Think you’ve seen every type of cops and gangsters on TV?
You haven’t. Because you haven’t met these Amish thugs.
Discovery has just greenlit a new series titled Amish Mafia. The show focuses on a group of men who protect and maintain peace and order within the Amish community in Lancaster County, PA. So are they cops? Mobsters? A bit of both. It’s an unofficial law-and-order group that protects the insular religious community with “eye for an eye” justice, yet operates outside of actual law enforcement and doesn’t, according to Discovery, officially exist.
The series premieres Dec. 12 (with a preview the night before) and will help keep Discovery in the Amish business. It’s sister channel TLC’s hit Breaking Amish just became the best-performing freshman series ever for the network, its first season finale delivering 3.8 million viewers.
He’s the Tony Soprano of the horse-and-buggy set. His name is Lebanon Levi, and he’s the chief enforcer and focal point of “Amish Mafia,” a new docu-series premiering next month on Discovery.

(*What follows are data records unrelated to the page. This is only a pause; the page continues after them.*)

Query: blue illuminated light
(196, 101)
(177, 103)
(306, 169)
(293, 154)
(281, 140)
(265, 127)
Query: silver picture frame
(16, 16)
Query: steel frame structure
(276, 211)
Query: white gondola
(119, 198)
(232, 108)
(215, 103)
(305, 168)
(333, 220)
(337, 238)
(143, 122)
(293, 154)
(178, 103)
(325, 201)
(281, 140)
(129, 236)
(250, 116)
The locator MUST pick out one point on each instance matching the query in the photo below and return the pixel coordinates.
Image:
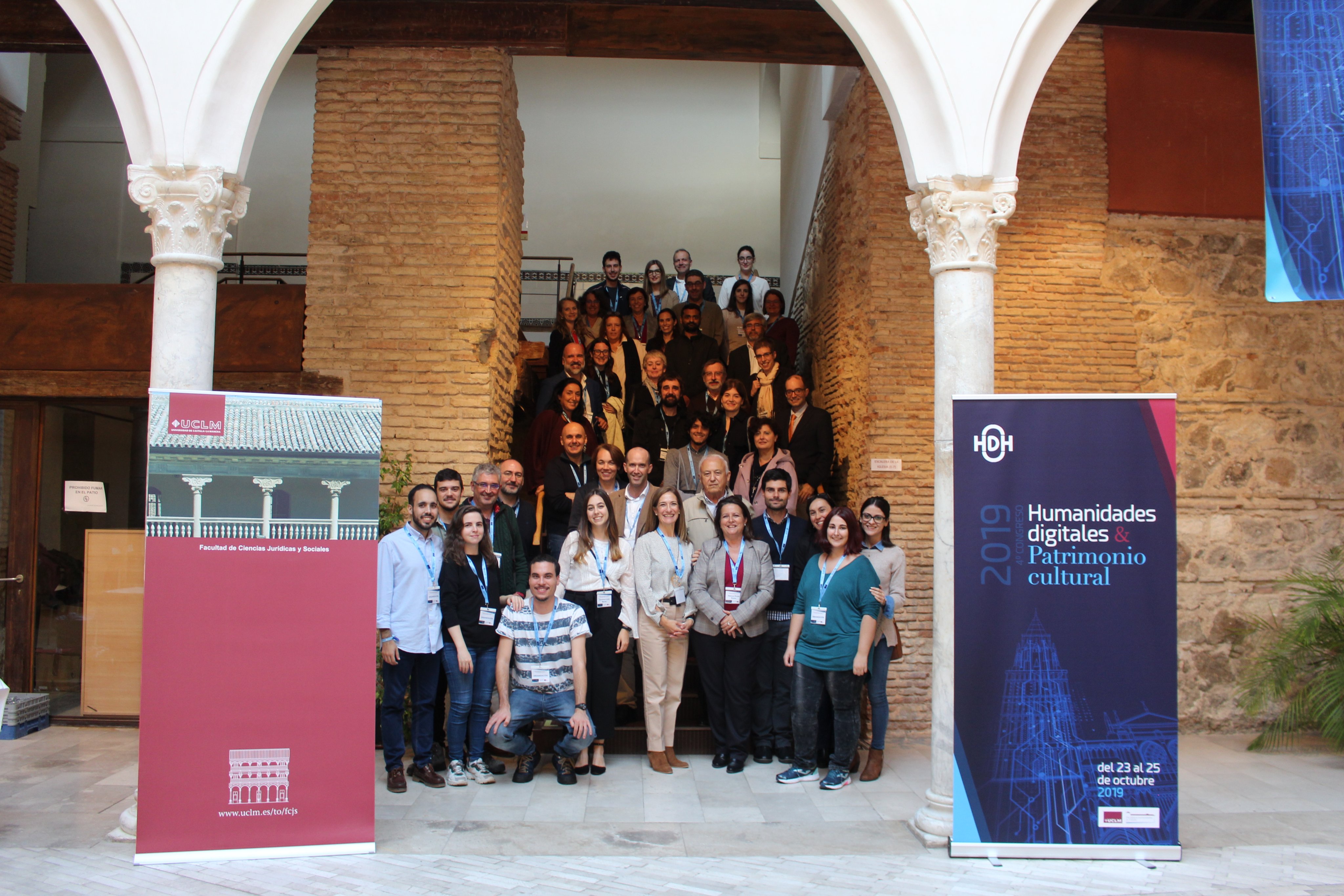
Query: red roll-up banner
(260, 597)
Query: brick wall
(414, 248)
(1085, 303)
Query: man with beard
(663, 429)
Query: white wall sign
(85, 497)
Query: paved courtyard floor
(1250, 824)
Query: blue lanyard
(482, 578)
(769, 531)
(679, 561)
(736, 566)
(537, 629)
(601, 562)
(433, 575)
(826, 579)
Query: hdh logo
(994, 443)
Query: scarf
(765, 397)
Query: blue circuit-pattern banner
(1300, 54)
(1065, 627)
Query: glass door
(19, 457)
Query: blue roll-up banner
(1300, 54)
(1065, 627)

The series, which follows on the heels of sister network TLC’s top-rated (and extremely controversial) “Breaking Amish,” centers around tough-guy Levi and his henchmen Alvin, Jolin and John —who quietly enforce justice and protect the Amish community in Lancaster, Pa., while church elders look the other way and no one asks questions.
“The [Amish] Church denies that the Amish Mafia exists — yet, like any other person in a community who holds power, the Amish know who to go to if there’s a problem,” says series executive producer Dolores Gavin, who notes that it took producers about two years to gain admittance into the Amish Mafia’s inner circle.
The group’s undisputed, feared boss is the imposing Levi, a full-fledged member of the Amish community who, because he was never baptized, is not a member of the church — and can operate by his own set of rules. “Levi is able to wield his influence in a way that few others can,” Gavin says. “He is at arm’s length from the church, which gives him more power in dealing with the outside world.
“Levi is a man who straddles both worlds,” she says. “He genuinely feels as though he is a help to the community, and yet he has a propensity for violence and intimidation.” And that’s no exaggeration: Levi’s past includes a guilty plea in 2000 for an unspecified crime (his rap sheet is briefly flashed on-screen). “The Amish don’t have insurance like we do,” Gavin says. “They all pay into a community fund — which is run by Levi. He decides who gets what money.”
Levi also decides which internal problems he and his cronies — lifelong friend/confidante Alvin; Jolin, a Mennonite foot soldier; and John, the son of Levi’s predecessor — will pursue with their brand of justice. That includes busting into a motel to catch an Amish man cheating on his wife with a prostitute — a scene captured by cameras as it happened (other scenes are re-enacted to protect identities). In another instance, the crew threatens an Amish guy who’s been pressuring a distraught Amish woman for sexual favors in exchange for lending her money.
“What’s particularly interesting is that it is extraordinarily difficult to find police reports of Amish crimes,” Gavin says. “They don’t go to the police, and they aren’t cooperative with police . . . What we realized was . . . navigating between two different worlds often yields provocative results.”